Debt capital markets and corporate finance

Our Capital Markets group lawyers advise clients on structuring and executing some of Canada’s largest debt financing transactions. The firm provides borrowers and lenders with practical debt financing advice and answers to their concerns. Our clients rely on our expertise in the full range of high-yield investments and structured finance products, including equity and debt products.

We guide lenders and investors in assessing debt financing risk exposures. We also assist them in negotiating and documenting corporate, asset and project debt financing. Our Capital Markets group lawyers are engaged by public and private market borrowers and lenders to advise on traditional secured and unsecured financing transactions, as well as complex project financing, direct lending transactions, structured finance arrangements, inter-creditor arrangements, and other debt financing mechanisms.

In addition, issuers, financial institutions, investors and developers call on our team to help them carry out their debt securities financing and transactions in debt capital markets. We regularly advise on a broad range of public and private, Canadian and cross-border investments. Clients also request our assistance in structuring, documenting and executing securities exchange and takeover bids, and consent solicitations.

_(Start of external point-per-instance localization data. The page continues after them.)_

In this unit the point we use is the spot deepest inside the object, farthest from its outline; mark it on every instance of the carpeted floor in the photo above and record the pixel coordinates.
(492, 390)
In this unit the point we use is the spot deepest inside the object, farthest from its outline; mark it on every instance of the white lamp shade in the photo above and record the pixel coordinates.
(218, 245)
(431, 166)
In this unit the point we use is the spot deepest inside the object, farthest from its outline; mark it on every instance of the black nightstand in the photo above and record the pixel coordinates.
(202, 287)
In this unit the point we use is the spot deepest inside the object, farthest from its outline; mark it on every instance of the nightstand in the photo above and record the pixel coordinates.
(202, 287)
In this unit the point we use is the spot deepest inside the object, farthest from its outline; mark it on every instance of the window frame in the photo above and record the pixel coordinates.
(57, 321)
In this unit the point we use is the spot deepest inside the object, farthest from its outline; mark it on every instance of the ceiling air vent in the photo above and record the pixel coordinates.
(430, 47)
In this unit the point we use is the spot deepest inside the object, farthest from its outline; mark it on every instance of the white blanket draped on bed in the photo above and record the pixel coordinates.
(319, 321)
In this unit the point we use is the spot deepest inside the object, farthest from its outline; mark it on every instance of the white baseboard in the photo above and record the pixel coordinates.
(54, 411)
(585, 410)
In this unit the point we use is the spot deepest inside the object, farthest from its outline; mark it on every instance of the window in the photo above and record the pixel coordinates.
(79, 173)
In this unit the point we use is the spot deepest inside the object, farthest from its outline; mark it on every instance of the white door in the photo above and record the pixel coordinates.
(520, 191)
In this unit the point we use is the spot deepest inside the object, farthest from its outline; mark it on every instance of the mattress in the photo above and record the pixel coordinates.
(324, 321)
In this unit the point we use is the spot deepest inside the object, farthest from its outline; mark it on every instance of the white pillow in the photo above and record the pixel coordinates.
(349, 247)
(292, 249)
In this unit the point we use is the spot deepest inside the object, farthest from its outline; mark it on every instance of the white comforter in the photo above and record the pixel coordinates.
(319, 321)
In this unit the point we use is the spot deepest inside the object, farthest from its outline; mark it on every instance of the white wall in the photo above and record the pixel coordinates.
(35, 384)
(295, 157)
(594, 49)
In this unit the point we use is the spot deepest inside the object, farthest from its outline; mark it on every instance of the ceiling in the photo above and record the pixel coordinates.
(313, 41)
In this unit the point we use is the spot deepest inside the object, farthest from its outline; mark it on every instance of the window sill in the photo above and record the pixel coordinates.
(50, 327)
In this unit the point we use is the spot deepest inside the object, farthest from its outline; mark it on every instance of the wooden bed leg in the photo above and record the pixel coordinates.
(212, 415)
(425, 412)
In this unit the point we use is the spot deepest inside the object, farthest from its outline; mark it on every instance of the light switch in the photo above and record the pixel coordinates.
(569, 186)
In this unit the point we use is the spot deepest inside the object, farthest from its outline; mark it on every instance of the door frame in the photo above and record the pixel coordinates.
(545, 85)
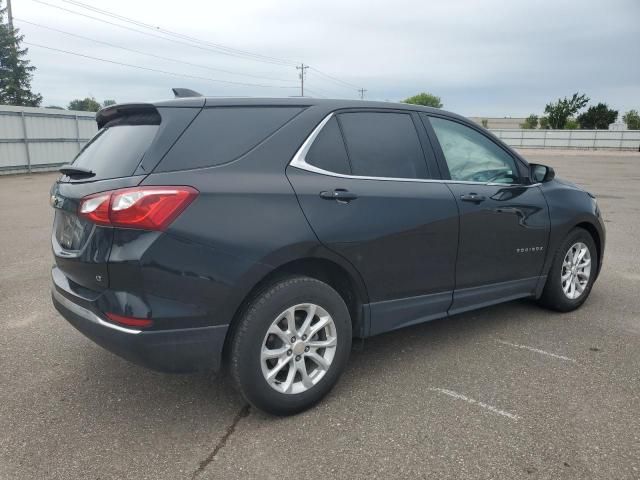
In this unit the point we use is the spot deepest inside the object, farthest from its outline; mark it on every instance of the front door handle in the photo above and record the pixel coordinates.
(339, 194)
(473, 197)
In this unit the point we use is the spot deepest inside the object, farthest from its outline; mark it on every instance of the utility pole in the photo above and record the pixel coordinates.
(302, 69)
(10, 16)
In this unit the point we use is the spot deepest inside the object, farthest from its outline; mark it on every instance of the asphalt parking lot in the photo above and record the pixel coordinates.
(511, 391)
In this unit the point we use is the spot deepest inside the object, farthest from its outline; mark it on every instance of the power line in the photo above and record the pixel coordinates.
(303, 71)
(148, 53)
(314, 93)
(141, 31)
(165, 72)
(255, 56)
(337, 80)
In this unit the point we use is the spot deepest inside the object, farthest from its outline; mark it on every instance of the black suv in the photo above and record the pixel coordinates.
(270, 232)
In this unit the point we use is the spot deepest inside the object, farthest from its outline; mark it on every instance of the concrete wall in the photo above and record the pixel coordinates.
(596, 139)
(41, 138)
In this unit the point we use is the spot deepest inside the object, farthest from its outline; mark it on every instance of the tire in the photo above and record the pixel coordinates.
(554, 295)
(274, 304)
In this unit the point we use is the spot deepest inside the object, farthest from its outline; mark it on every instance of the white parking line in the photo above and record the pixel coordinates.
(537, 350)
(491, 408)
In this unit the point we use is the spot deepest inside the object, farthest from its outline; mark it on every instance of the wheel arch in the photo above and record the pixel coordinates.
(597, 239)
(344, 279)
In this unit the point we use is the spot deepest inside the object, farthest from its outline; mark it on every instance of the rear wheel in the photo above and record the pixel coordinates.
(291, 344)
(572, 273)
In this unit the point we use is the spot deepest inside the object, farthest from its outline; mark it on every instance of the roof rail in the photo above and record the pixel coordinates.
(185, 93)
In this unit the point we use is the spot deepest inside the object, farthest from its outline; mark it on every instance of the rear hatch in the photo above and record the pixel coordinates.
(130, 142)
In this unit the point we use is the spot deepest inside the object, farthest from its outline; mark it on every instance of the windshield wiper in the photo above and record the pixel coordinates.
(76, 172)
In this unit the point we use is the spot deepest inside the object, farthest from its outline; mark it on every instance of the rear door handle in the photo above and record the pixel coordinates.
(473, 197)
(339, 194)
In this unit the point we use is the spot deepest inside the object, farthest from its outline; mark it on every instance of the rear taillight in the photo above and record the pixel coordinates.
(145, 208)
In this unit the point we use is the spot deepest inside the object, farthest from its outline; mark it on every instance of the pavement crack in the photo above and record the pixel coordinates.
(242, 413)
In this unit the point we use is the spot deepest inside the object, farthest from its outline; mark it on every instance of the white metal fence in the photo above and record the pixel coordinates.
(605, 139)
(40, 138)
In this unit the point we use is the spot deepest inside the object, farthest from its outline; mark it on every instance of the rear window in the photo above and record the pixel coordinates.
(222, 134)
(116, 151)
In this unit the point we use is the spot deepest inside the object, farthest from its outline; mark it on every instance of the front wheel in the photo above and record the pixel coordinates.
(290, 345)
(572, 273)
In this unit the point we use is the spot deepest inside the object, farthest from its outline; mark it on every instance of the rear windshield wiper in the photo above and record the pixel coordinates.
(76, 172)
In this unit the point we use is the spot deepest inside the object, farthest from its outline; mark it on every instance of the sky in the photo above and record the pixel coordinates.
(493, 58)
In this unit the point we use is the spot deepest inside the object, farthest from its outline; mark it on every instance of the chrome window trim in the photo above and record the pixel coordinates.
(89, 315)
(299, 161)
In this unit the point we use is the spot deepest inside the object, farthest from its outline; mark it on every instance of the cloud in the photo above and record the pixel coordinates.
(489, 58)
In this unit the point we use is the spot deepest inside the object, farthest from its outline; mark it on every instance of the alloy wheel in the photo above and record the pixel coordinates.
(298, 349)
(576, 270)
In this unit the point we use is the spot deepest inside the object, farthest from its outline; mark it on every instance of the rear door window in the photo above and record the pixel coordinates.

We leverage our debt capital markets experience and relationships with regulators in representing clients in a wide variety of debt securities transactions and debt financing agreements across Canada. In particular, we collaborate on equity-linked investments, as well as investments in conventional debt securities, high-yield notes, convertible bonds and private placements as well as subordinated debt obligations.

Representative work

  • Garda World Security Corporation in connection with the increase in its term loan to US$2.327 billion. The amendment was entered into with a syndicate of North American lenders led in particular by New York City-based JPMorgan Chase Bank, N.A.
  • Garda World Security Corporation in its issuance of senior secured notes in the North American market for gross proceeds totalling US$400 million.
  • SCW Fund Corp. in relation to C$60 million in expansion financing for its North American operations.
  • A syndicate of U.S. lenders that provided $2.1 billion in financing for Blackstone’s acquisition of a Cominar portfolio of 187 industrial properties in Québec.
  • Garda World Security Corporation in its issuance of senior unsecured notes in the North American market totalling US$500 million.
  • Show Canada Industries and its subsidiaries relating to new credit facilities totalling C$18 million granted jointly by Royal Bank of Canada (RBC) and Investissement Québec.
  • A food manufacturing company for the establishment of a C$75 million asset-backed lending (ABL) credit facility in Québec and the United States.
  • Garda World Security Corporation relating to incremental syndicated financing under its credit agreement, increasing its existing term loan by approximately C$925 million.
  • Bridor Inc., a food producer, with regard to debt and operations refinancing totalling C$275 million. The bank syndicate obtained collateral in Québec, Ontario and two U.S. states.
  • Garda World Security Corporation for syndicated loans for additional credit facilities amounting to US$450 million.
  • A Kenyan issuer for a US$20 million placement of secured notes in the African market.
  • The Fleming Capital Corporation in securing its bridge loan in support of a £3.6 billion hostile bid for the multinational G4S plc.
  • CR-Honos Parent Ltd. in syndicated financing of credit facilities with a group of financiers led by Barclays, for US$1.775 billion.